По сюжету «Сказания о чудесах» Бориса и Глеба местонахождение их могил у церкви Св. Василия в Вышгороде не было известно до тех пор, пока один варяг случайно не ступил на это место и не поплатился за это ожогом ног. Вскоре после этого церковь Св. Василия сгорела, как свидетельствует в «Чтении» Нестор, по небрежности пономаря, забывшего погасить после заутрени стоявшие наверху свечи, однако прихожанам удалось спасти от пожара всю церковную утварь[300]. О вышегородских эксцессах было доложено Ярославу, который поставил в известность митрополита Иоанна, организовавшего крестный ход в Вышгород, где во вновь восстановленной церкви были перезахоронены останки Бориса и Глеба. Вскоре у гробов князей были исцелены хромой отрок и слепой муж, о чем князю донес правитель города Миронег. «Князь же Ярослав, услышав, прославил Бога и святых мучеников и, призвав митрополита, с радостью рассказал ему об этом. Митрополит же вознес хвалу Богу и подал князю богоугодный совет, чтобы тот воздвиг церковь прекрасную и честную. И понравился князю совет его, и воздвиг он церковь большую, с пятью главами, и расписали ее всю и украсили всевозможными украшениями. И митрополит Иоанн, князь Ярослав и все духовенство и люди пошли крестным ходом и освятили церковь. И установили праздновать праздник двадцать четвертого июля, в тот день, когда был убит преблаженный Борис. В этот же день и церковь была освящена и перенесены святые ‹…›.

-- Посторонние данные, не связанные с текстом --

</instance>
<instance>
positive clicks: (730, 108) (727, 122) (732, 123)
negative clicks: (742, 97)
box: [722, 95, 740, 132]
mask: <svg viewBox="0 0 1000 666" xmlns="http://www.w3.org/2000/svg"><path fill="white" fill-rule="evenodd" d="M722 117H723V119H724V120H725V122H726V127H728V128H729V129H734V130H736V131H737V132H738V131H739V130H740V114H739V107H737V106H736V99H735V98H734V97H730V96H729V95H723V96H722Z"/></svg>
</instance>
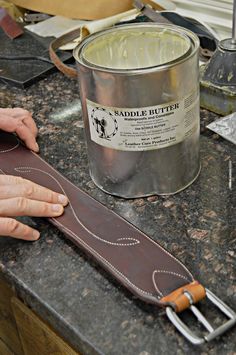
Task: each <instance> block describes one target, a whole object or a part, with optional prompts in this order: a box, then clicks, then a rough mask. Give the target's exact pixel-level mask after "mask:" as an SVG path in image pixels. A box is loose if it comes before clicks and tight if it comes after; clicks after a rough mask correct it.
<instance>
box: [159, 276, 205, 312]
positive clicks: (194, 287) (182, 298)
mask: <svg viewBox="0 0 236 355" xmlns="http://www.w3.org/2000/svg"><path fill="white" fill-rule="evenodd" d="M184 292H188V293H189V295H190V296H191V298H192V300H193V303H197V302H199V301H201V300H202V299H203V298H205V297H206V291H205V288H204V287H203V286H202V285H201V284H200V283H199V282H198V281H194V282H191V283H190V284H187V285H185V286H182V287H180V288H178V289H177V290H175V291H173V292H171V293H170V294H169V295H167V296H165V297H163V298H162V299H161V300H160V302H161V303H164V304H165V305H166V304H170V305H171V306H172V307H174V309H175V311H176V312H177V313H180V312H182V311H184V310H185V309H187V308H189V307H190V300H189V297H188V296H187V295H186V294H185V293H184Z"/></svg>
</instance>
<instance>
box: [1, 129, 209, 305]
mask: <svg viewBox="0 0 236 355" xmlns="http://www.w3.org/2000/svg"><path fill="white" fill-rule="evenodd" d="M0 173H2V174H3V173H4V174H8V175H17V176H21V177H23V178H25V179H29V180H32V181H34V182H36V183H38V184H40V185H43V186H45V187H48V188H49V189H53V190H55V191H57V192H60V193H64V194H66V195H67V196H68V199H69V201H70V203H69V205H68V206H67V207H66V208H65V213H64V214H63V215H62V216H60V217H58V218H52V219H50V222H52V223H53V224H54V225H55V226H57V227H58V228H59V229H60V230H61V231H62V232H63V233H64V234H65V236H66V237H67V238H69V239H70V240H72V241H73V242H74V243H75V244H76V245H77V246H79V247H80V248H82V249H83V250H84V251H85V252H87V253H88V254H90V255H92V256H93V257H94V258H95V259H96V261H97V262H98V263H99V264H101V265H102V266H103V267H104V268H105V269H106V270H108V271H109V272H110V273H111V274H112V275H113V276H114V277H115V278H116V279H117V280H119V281H120V282H121V283H122V284H123V285H124V286H125V287H127V288H128V289H129V290H130V291H132V292H133V293H134V294H135V295H136V296H138V297H139V298H141V299H142V300H144V301H146V302H149V303H153V304H156V305H159V306H167V305H171V306H173V307H174V308H176V309H177V310H178V311H181V310H183V309H185V308H186V307H188V306H189V302H187V298H186V296H185V294H183V292H184V291H188V292H189V293H190V295H191V297H192V299H193V301H194V302H197V301H199V300H200V299H201V298H203V297H204V296H205V291H204V288H203V286H201V285H200V284H198V283H197V282H195V281H194V279H193V276H192V275H191V273H190V272H189V271H188V270H187V268H186V267H185V266H184V265H183V264H182V263H181V262H180V261H178V260H177V259H176V258H175V257H174V256H172V255H171V254H170V253H169V252H167V251H166V250H165V249H163V248H162V247H161V246H160V245H159V244H158V243H156V242H155V241H153V240H152V239H151V238H149V237H148V236H147V235H145V234H144V233H142V232H141V231H140V230H138V229H137V228H136V227H134V226H133V225H132V224H130V223H128V222H127V221H126V220H125V219H123V218H121V217H120V216H118V215H117V214H115V213H114V212H112V211H111V210H109V209H108V208H107V207H105V206H103V205H102V204H101V203H99V202H98V201H96V200H94V199H93V198H92V197H90V196H89V195H87V194H86V193H84V192H83V191H81V190H80V189H79V188H78V187H76V186H75V185H73V184H72V183H71V182H70V181H68V180H67V179H66V178H65V177H63V176H62V175H61V174H59V173H58V172H57V171H56V170H54V169H53V168H52V167H51V166H50V165H48V164H47V163H46V162H45V161H44V160H42V159H41V158H40V156H38V155H37V154H35V153H32V152H31V151H29V150H27V149H26V148H25V147H24V146H23V145H21V144H20V142H19V141H18V139H17V138H16V136H14V135H11V134H9V133H4V132H1V131H0ZM176 290H177V291H176Z"/></svg>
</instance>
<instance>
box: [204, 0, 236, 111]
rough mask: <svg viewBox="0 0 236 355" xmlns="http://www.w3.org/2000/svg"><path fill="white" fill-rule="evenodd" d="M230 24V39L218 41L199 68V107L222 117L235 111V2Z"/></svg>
mask: <svg viewBox="0 0 236 355" xmlns="http://www.w3.org/2000/svg"><path fill="white" fill-rule="evenodd" d="M232 22H233V25H232V38H227V39H224V40H222V41H220V42H219V44H218V46H217V49H216V51H215V53H214V54H213V56H212V58H211V59H210V60H209V62H208V63H207V64H206V65H205V66H203V67H202V68H201V80H200V84H201V106H202V107H204V108H207V109H208V110H211V111H213V112H216V113H219V114H222V115H227V114H230V113H232V112H234V111H236V0H234V5H233V21H232Z"/></svg>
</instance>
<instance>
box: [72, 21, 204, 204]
mask: <svg viewBox="0 0 236 355" xmlns="http://www.w3.org/2000/svg"><path fill="white" fill-rule="evenodd" d="M198 49H199V41H198V38H197V37H196V36H195V35H194V34H193V33H192V32H190V31H188V30H185V29H183V28H180V27H176V26H171V25H166V24H162V25H161V24H150V23H147V24H132V25H120V26H116V27H113V28H110V29H107V30H103V31H101V32H98V33H95V34H92V35H90V36H88V37H87V38H85V39H84V40H83V41H82V42H81V43H80V45H79V46H78V47H77V48H76V49H75V51H74V57H75V59H76V62H77V67H78V73H79V84H80V95H81V101H82V109H83V116H84V123H85V133H86V139H87V149H88V159H89V166H90V175H91V178H92V179H93V181H94V183H95V184H96V185H97V186H98V187H99V188H101V189H102V190H103V191H105V192H107V193H110V194H112V195H117V196H121V197H124V198H134V197H142V196H149V195H154V194H158V195H164V194H174V193H177V192H179V191H181V190H183V189H184V188H186V187H187V186H189V185H190V184H191V183H192V182H193V181H194V180H195V179H196V178H197V176H198V174H199V171H200V162H199V125H200V119H199V80H198V74H199V63H198Z"/></svg>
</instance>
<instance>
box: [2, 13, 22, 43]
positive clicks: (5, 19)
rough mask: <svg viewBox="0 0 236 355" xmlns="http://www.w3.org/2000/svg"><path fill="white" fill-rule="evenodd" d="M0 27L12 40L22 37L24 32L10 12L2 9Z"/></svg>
mask: <svg viewBox="0 0 236 355" xmlns="http://www.w3.org/2000/svg"><path fill="white" fill-rule="evenodd" d="M0 27H1V28H2V29H3V31H4V32H5V34H6V35H7V36H8V37H10V38H11V39H14V38H17V37H19V36H21V35H22V34H23V33H24V32H23V30H22V28H21V27H20V26H19V25H18V23H17V22H16V21H15V20H13V18H11V16H10V15H9V14H8V12H7V11H6V10H5V9H3V8H0Z"/></svg>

И когда еще были в церкви на святой литургии князь и митрополит, оказался здесь же хромой человек – пришел он, едва ползая, и, войдя в церковь, помолился Богу и святым. И сразу окрепли ноги его по благодати Божьей и по молитве святых, и, поднявшись, стал ходить на виду у всех. И это чудо видели сам благоверный князь Ярослав и митрополит. И все люди вознесли хвалу Богу и святым.